Embodiments provide techniques generating and managing encryption keys within a computing infrastructure. Embodiments provide a key publisher that generates and maintains key pairs in a list at a configurable interval. In addition, the key publisher publishes the list to other components within the computing infrastructure. Embodiments also provide a key consumer that downloads the list of encrypted key pairs and maintains an active window of keys to can be accepted from client devices that communicate sensitive data to the computing infrastructure.
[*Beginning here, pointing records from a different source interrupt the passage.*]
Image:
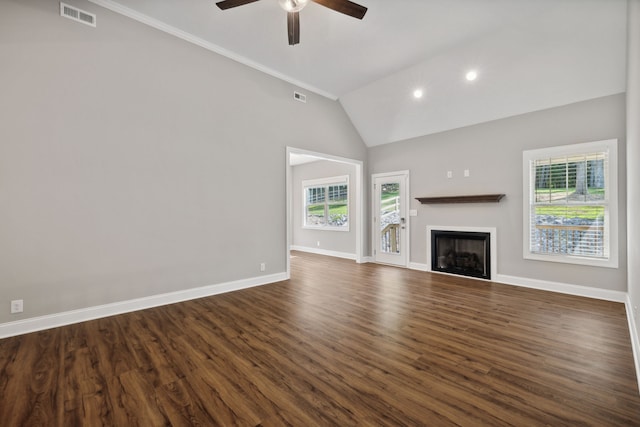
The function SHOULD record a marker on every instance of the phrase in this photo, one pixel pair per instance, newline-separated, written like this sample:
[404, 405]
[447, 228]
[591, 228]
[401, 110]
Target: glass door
[390, 221]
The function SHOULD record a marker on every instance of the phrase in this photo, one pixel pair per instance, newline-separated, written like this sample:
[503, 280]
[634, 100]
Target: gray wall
[133, 163]
[493, 154]
[336, 241]
[633, 157]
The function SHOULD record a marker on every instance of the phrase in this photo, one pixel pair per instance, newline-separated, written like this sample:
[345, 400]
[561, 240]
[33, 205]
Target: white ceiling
[529, 54]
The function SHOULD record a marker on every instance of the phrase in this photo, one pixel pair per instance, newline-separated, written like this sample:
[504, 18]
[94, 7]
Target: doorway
[357, 188]
[390, 234]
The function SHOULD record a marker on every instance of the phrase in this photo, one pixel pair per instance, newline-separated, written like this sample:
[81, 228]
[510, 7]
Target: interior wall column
[633, 167]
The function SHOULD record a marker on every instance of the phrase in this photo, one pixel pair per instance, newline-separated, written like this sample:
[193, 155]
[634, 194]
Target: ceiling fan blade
[344, 6]
[293, 27]
[228, 4]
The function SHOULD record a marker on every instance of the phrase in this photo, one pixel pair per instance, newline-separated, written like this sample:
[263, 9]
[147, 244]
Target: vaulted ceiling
[529, 55]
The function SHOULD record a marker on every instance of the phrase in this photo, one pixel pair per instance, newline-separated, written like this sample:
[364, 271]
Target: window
[570, 204]
[327, 203]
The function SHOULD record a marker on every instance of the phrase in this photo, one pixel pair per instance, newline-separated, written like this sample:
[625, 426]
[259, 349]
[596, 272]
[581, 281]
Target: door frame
[359, 200]
[406, 245]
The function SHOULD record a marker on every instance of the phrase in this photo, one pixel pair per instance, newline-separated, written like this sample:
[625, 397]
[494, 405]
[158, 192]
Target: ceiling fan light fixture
[293, 5]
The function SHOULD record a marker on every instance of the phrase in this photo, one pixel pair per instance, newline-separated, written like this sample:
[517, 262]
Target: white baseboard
[317, 251]
[418, 266]
[40, 323]
[563, 288]
[633, 331]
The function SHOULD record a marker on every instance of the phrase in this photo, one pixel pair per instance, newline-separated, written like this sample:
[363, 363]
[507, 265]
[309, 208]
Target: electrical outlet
[17, 306]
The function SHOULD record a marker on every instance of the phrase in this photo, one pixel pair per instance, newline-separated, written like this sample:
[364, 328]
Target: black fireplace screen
[463, 253]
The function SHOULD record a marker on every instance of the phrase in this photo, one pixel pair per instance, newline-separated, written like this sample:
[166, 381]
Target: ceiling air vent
[300, 97]
[77, 15]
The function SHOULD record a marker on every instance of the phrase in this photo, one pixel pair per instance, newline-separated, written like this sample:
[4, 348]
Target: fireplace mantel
[477, 198]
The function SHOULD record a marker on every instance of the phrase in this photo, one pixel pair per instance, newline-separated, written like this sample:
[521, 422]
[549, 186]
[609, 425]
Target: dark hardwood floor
[339, 344]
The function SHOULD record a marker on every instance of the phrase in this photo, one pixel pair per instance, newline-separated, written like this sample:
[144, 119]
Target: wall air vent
[77, 15]
[300, 97]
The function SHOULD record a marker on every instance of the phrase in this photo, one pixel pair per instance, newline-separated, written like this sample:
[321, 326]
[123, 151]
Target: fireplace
[462, 251]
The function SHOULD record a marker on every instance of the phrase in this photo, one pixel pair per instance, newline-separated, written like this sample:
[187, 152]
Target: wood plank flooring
[339, 344]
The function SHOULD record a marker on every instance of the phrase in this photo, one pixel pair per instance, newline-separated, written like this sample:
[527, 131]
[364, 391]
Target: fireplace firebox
[461, 252]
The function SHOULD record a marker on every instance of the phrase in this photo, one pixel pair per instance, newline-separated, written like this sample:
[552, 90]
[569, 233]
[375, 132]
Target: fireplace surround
[465, 251]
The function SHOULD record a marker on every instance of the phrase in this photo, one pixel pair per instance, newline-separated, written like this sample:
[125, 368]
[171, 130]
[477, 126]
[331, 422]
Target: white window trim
[611, 192]
[335, 180]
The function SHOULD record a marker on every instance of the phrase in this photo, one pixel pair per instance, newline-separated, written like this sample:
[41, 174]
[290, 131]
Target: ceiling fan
[293, 8]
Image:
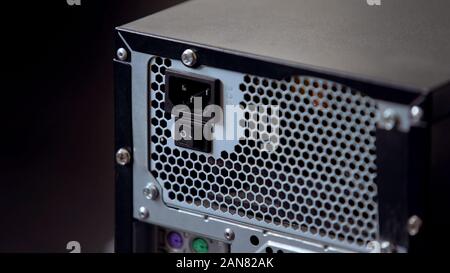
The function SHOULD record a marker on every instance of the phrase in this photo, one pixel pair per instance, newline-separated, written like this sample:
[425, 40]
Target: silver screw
[389, 119]
[143, 213]
[189, 57]
[229, 234]
[151, 192]
[414, 225]
[122, 54]
[416, 113]
[123, 157]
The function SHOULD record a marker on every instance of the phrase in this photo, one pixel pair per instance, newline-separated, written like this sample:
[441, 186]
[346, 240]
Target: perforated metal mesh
[318, 182]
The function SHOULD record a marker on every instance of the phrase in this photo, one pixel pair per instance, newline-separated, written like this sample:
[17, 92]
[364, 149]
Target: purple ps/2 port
[175, 240]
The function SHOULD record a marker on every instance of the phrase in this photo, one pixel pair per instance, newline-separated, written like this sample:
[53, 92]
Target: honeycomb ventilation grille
[319, 182]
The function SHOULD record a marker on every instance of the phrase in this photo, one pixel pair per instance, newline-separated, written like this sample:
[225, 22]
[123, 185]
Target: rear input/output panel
[172, 241]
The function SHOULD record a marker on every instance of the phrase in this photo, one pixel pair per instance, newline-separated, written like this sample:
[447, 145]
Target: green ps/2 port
[200, 245]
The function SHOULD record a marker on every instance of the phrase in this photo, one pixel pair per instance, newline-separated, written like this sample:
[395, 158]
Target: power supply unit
[338, 136]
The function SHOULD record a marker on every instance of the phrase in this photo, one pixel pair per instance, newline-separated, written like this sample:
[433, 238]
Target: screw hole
[254, 240]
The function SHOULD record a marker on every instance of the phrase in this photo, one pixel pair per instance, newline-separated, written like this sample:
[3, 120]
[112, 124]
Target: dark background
[56, 181]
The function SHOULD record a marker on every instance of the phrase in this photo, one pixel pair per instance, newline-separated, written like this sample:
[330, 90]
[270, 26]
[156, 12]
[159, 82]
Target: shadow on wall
[57, 182]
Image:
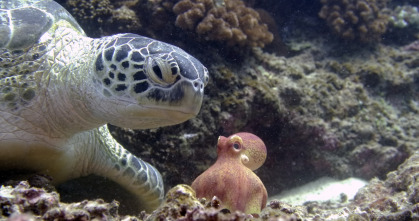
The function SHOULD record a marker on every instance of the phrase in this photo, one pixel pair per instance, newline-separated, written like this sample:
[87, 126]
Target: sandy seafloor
[324, 105]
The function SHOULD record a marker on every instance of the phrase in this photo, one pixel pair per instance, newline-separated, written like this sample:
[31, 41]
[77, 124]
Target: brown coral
[362, 20]
[227, 21]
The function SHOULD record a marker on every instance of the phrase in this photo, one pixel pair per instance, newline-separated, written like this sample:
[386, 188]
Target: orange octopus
[231, 177]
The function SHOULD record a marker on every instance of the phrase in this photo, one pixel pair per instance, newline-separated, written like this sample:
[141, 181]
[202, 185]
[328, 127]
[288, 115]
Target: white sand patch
[323, 189]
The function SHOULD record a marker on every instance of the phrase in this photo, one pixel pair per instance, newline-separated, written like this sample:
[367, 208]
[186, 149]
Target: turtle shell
[23, 22]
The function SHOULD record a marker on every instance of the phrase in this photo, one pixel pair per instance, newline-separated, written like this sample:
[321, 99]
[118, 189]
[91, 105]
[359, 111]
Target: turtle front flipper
[105, 157]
If the key consumer receives a key from a client device that is outside of the active window yet that corresponds to a future key pair in the list, the key consumer advances the active window towards the future key pair.

主权项

1. A method, comprising:
receiving, from a client device and via a computer network, an encrypted message having associated metadata; identifying a first key pair included in a list of key pairs based on the metadata; determining whether the first key pair is included in an active window associated with the list of key pairs, wherein the active window indicates a certain number of key pairs that are currently valid for transactions; and if the first key pair is included in the active window, then decrypting the encrypted message based on a decryption key associated with the first key pair; or if the first key pair is not included in the active window but is subsequent to a currently active key pair in the list of key pairs, then decrypting the encrypted message based on a decryption key associated with the first key pair and advancing the active window to include the first key pair; or if the first key pair is not included in the active window and is prior to a currently active key pair in the list of key pairs, then indicating a failure.